Il funebre Mozart
L'immagine che spesso si conserva di Mozart è quella di un allegrone, un gioviale buontempone incline allo scherzo che sa tenere compagnia senza eccedere mai nel troppo elaborato o nel troppo pensoso. Ebbene, non è così. In Mozart c'è sicuramente frivolezza, a tratti anche volgarità; ma alcune lettere testimoniano un lato più nascosto e interessante, come la seguente, al padre malato: «Poiché la morte […] è l'ultimo, vero fine della nostra vita, da qualche anno sono entrato in tanta familiarità con quest'amica sincera e carissima dell'uomo, che la sua immagine non solo non ha per me più nulla di terrificante, ma mi pare addirittura molto tranquillizzante e consolante! […] Non vado mai a letto senza pensare che (per quanto giovane io sia) l'indomani non ci sarò più. […]».
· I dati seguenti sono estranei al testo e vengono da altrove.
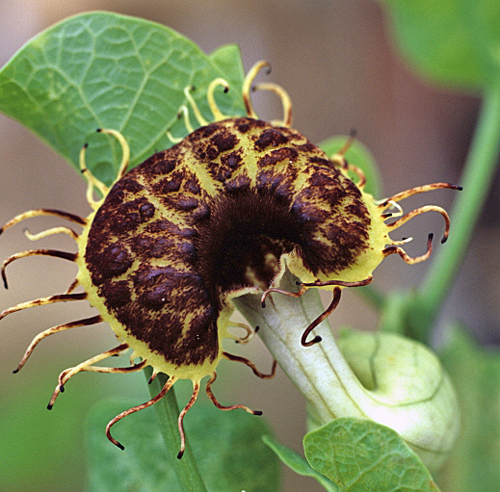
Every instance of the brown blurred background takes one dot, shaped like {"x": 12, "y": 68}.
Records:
{"x": 335, "y": 60}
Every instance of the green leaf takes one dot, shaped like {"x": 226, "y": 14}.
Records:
{"x": 298, "y": 464}
{"x": 228, "y": 446}
{"x": 454, "y": 43}
{"x": 359, "y": 156}
{"x": 474, "y": 464}
{"x": 104, "y": 70}
{"x": 361, "y": 456}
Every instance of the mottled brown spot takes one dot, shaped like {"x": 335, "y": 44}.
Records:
{"x": 272, "y": 158}
{"x": 270, "y": 138}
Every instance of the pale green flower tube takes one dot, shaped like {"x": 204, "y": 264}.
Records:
{"x": 389, "y": 379}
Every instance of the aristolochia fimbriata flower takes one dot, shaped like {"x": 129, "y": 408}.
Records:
{"x": 223, "y": 213}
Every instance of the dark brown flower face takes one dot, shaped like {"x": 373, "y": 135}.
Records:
{"x": 220, "y": 212}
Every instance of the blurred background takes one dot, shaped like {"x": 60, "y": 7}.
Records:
{"x": 334, "y": 58}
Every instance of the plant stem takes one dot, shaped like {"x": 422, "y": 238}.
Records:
{"x": 167, "y": 411}
{"x": 476, "y": 180}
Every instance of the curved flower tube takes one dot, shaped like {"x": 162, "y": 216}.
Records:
{"x": 225, "y": 212}
{"x": 383, "y": 377}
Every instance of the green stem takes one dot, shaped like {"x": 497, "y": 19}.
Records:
{"x": 186, "y": 469}
{"x": 476, "y": 180}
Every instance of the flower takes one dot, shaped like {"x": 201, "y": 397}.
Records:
{"x": 225, "y": 212}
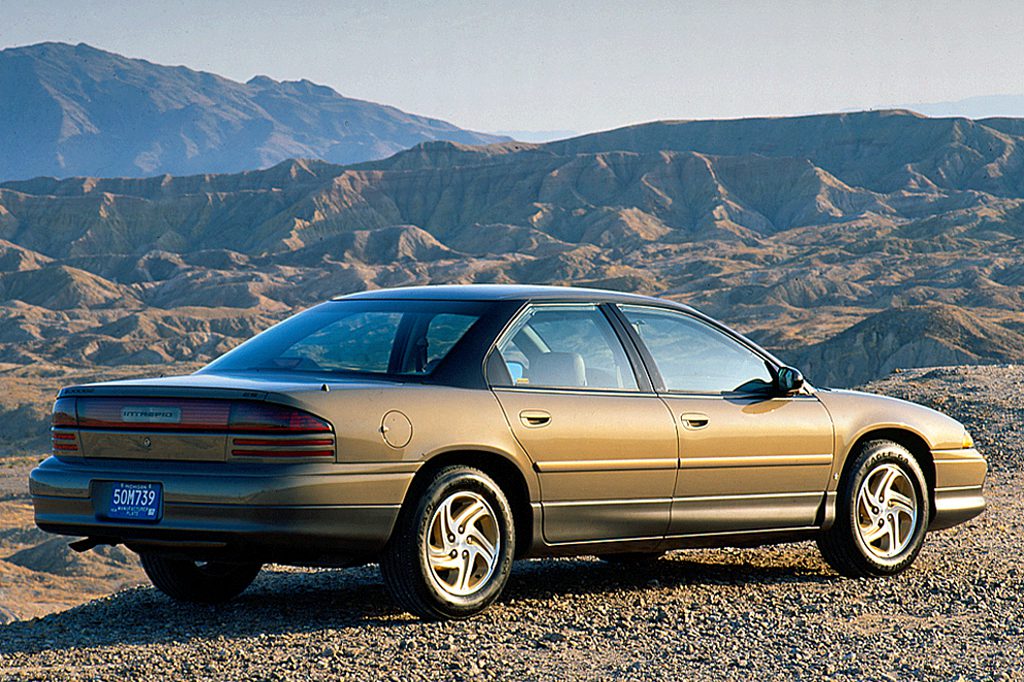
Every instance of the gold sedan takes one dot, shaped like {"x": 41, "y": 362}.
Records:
{"x": 445, "y": 431}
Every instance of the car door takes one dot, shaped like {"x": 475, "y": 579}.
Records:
{"x": 751, "y": 459}
{"x": 603, "y": 443}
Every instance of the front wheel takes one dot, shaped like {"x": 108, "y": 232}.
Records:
{"x": 882, "y": 513}
{"x": 451, "y": 553}
{"x": 201, "y": 582}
La testimonianza più eloquente è però, com'è ovvio, la sua musica. All'auditorium Arturo Toscanini di Torino, per il diciassettesimo appuntamento della stagione, venerdì 3 aprile 2015, l'Orchestra Sinfonica Nazionale (OSN) ha presentato un programma incentrato sul Mozart funebre: sotto la bacchetta di Juraj Valcuha, direttore principale dell'OSN, sono stati eseguiti la Musica funebre massonica KV 477 e il Requiem KV 626. Come già il dodicesimo concerto della stagione (che comprendeva il Requiem per archi di Takemitsu e l'Ottava Sinfonia di Šostakovic), anche questo si è svolto senza intervallo, anteponendo il brano più breve e di ascolto meno impegnativo a quello più lungo e denso. Con in più la differenza che ad accomunare i due brani non è stato solo la tematica di fondo, ma anche l' autore.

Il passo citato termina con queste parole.